Far Far Away (39 page)

Read Far Far Away Online

Authors: Tom McNeal

Then, unhurriedly, he went to the painting on the wall and turned it over.

And there, on the reverse side, was a far different work of art, as ghoulish as the other was benign. In this woodprint, a haggard mother, who had been cooking a scant meal at her fire, looks on in anguish as a skeleton pulls her small child from their tumbledown hut. The terrified child reaches back through the smoke for its mother even as the skeletal form pulls it inexorably away.

“God,” Ginger said in a faltering voice. “What
is
that?”

The baker’s eyes gleamed with pride. “It is one of many prints collectively called
The Dance of Death
. Each is designed to remind us how Death is always with us, waiting to lead us away.” The baker leaned toward the print. “The woodcutting is superb, and yet for a long time the identity of its creator was not known.” He turned a smile to Jeremy. “Perhaps your ghost knows his name?”

I told Jeremy, and he said, “Hans Holbein.”

The baker made a show of not being surprised. “The Elder or the Younger?”

I again supplied the answer. “The Younger,” Jeremy said.

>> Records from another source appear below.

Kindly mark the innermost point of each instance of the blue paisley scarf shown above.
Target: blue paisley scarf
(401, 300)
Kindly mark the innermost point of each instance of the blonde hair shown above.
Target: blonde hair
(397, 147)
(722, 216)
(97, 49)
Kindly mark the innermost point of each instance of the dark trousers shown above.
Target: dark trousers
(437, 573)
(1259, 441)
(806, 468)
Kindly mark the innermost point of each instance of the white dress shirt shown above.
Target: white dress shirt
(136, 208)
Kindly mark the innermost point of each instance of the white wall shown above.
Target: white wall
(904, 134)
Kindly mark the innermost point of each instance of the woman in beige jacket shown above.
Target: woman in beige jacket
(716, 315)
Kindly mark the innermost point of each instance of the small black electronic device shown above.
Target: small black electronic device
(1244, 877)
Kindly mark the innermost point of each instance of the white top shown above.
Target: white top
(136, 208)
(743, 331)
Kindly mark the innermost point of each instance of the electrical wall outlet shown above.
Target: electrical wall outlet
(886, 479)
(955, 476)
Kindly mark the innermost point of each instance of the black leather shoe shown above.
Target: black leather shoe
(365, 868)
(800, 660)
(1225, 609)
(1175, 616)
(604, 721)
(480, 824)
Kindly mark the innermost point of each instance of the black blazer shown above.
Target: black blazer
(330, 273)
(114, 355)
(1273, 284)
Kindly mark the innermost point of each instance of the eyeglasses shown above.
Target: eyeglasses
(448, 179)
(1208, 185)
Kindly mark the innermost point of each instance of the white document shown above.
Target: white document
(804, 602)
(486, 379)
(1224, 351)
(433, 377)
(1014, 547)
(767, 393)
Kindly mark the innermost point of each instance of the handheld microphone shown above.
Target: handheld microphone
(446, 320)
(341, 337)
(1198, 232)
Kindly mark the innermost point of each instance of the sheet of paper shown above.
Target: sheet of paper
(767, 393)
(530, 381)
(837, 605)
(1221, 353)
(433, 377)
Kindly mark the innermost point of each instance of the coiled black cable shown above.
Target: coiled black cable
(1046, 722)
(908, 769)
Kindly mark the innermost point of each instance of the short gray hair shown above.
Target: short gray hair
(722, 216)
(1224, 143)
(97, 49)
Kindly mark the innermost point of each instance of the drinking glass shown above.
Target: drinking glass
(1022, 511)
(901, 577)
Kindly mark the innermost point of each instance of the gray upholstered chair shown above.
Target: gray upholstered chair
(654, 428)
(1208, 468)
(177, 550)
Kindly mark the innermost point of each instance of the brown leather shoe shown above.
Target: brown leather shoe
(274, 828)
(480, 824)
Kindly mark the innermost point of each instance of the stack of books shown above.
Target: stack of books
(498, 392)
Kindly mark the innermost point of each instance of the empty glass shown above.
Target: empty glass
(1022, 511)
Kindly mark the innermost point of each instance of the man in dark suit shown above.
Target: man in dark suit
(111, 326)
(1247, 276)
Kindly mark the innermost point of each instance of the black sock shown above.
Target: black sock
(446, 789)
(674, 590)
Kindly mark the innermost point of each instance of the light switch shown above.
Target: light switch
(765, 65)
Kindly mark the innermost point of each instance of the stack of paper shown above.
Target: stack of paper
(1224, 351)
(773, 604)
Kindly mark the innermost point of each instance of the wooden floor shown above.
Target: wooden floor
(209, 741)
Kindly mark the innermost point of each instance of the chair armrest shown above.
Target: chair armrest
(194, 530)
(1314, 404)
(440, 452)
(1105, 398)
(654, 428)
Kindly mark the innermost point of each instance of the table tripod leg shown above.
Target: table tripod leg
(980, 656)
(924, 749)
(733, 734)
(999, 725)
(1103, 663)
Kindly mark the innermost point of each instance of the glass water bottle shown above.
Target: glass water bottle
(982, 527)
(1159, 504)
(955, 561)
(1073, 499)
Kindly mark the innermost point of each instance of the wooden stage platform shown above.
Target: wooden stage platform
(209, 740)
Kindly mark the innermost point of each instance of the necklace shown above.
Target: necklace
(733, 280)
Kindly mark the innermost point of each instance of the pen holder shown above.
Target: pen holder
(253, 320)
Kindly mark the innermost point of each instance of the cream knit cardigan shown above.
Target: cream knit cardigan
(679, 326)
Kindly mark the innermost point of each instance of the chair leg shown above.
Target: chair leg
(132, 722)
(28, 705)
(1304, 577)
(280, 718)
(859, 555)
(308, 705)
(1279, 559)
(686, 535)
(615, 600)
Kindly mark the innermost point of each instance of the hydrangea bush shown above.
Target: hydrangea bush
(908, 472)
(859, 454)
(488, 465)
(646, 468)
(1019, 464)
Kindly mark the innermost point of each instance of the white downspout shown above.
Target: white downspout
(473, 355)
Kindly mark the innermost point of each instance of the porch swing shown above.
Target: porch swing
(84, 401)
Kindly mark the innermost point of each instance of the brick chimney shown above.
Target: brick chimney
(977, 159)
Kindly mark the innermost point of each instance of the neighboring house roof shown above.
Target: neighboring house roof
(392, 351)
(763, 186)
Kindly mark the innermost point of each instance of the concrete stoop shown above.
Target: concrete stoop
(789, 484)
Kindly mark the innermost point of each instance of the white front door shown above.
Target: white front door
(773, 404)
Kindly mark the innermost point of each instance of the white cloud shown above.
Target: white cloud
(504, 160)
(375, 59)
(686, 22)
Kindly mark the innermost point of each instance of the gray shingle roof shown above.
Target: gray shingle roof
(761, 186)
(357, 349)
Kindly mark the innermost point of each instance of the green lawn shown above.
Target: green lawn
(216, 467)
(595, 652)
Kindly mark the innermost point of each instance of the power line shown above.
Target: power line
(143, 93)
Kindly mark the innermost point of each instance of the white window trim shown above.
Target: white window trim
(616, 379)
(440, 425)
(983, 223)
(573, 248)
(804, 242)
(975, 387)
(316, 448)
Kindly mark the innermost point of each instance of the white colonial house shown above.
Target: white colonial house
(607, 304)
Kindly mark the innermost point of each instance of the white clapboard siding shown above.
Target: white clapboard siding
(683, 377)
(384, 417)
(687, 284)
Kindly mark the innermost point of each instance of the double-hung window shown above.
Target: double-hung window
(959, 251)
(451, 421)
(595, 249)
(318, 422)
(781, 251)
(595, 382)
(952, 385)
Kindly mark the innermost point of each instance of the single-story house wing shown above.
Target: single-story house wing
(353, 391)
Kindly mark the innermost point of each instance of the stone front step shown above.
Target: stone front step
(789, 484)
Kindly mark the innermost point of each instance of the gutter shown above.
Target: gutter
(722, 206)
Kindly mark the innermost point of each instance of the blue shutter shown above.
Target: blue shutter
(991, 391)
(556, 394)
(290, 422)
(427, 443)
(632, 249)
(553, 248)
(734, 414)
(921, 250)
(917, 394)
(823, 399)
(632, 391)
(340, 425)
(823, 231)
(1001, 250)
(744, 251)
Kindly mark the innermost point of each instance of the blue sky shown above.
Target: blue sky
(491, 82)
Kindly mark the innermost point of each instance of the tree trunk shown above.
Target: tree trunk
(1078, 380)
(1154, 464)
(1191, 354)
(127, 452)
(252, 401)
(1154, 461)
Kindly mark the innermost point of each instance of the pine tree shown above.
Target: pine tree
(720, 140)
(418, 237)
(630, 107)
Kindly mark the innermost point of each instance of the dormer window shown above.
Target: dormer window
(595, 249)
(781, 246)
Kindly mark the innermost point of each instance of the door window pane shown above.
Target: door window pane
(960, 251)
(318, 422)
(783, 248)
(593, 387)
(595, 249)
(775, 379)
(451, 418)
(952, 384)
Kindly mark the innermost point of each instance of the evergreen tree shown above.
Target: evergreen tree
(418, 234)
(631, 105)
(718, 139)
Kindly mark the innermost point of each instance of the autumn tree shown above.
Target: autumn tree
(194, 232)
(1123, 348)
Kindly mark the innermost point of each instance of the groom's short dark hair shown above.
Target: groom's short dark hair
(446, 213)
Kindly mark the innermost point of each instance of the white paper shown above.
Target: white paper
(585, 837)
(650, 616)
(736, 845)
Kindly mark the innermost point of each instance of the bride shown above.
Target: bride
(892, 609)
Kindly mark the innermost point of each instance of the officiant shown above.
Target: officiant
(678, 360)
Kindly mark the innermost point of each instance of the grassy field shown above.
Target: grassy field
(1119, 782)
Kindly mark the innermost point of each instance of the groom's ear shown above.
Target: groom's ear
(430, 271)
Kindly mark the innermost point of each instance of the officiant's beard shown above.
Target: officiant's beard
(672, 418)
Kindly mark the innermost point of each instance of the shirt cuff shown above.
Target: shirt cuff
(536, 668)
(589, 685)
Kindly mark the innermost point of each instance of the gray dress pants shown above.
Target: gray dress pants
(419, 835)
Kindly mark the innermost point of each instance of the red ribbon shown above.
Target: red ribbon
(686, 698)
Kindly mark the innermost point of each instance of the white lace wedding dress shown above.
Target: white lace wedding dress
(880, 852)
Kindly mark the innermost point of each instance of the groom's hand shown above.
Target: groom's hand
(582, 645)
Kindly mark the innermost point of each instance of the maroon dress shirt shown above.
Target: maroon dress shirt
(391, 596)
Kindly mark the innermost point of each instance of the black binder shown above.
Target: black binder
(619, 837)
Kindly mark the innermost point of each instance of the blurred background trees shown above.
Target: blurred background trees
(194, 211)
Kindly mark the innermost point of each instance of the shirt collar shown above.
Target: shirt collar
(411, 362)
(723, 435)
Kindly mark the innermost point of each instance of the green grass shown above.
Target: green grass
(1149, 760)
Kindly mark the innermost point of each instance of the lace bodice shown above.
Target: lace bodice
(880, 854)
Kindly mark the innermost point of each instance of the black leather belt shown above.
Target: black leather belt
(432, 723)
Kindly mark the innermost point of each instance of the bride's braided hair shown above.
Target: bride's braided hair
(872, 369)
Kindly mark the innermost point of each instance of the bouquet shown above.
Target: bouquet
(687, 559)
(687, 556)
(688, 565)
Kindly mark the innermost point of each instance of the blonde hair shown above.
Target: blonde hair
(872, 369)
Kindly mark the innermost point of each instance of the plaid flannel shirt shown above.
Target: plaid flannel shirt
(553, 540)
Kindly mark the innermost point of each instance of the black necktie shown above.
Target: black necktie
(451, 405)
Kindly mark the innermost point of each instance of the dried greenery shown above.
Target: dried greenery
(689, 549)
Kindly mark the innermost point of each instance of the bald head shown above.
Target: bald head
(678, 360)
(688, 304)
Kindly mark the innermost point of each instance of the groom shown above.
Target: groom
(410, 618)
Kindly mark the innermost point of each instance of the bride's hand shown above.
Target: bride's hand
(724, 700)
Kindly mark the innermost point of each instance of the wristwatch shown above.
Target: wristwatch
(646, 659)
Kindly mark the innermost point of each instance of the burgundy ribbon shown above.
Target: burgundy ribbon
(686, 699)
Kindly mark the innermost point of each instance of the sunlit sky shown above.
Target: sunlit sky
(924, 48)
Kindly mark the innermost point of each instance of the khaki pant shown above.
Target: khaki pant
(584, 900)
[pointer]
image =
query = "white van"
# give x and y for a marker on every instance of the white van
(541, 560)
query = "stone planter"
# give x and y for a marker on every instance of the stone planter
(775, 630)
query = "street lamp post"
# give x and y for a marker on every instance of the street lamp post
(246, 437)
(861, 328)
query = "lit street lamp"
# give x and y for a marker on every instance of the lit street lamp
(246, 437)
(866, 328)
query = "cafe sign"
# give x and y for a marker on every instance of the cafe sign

“Very good,” the baker said in his most pleasant voice. “Your ghost is good at the esoteric question, and yet”—a rich laugh tumbled from his lips—“when it comes to the Disney version of
Snow White
 …”

He did not finish the sentence. With stately calm, he pushed his cart from the dungeon, the wall moaning closed behind him.

For several moments, the chamber was deeply quiet.

Then Ginger said, “That was pretty freaking fabulous, Jeremy. I think you actually had him going there for a second or two.”

“More than a second or two,” Frank Bailey offered from across the room.

Jeremy waved a hand dismissively. “Didn’t scare him enough, though, did it?” he said. “We’re still here, aren’t we?”

“Yeah,” Ginger said, “but that rocking-chair poltergeist thing was amazing.” Her eyes were fixed on him. “So how’d you do that? And where’d you come up with that personal-ghost stuff?”

Jeremy sat on the edge of his cot and said nothing.

“Jeremy?”

He breathed heavily in and out. “Promise you won’t laugh or anything?”

“Promise.”

“Okay,” Jeremy said. “I didn’t make it up. It’s true.”

From their stares it was clear that they did not believe him.

“Really,” Jeremy said, looking earnestly at Ginger. “True.”

Frank Bailey was searching all around. “And he’s, like, in here with us?”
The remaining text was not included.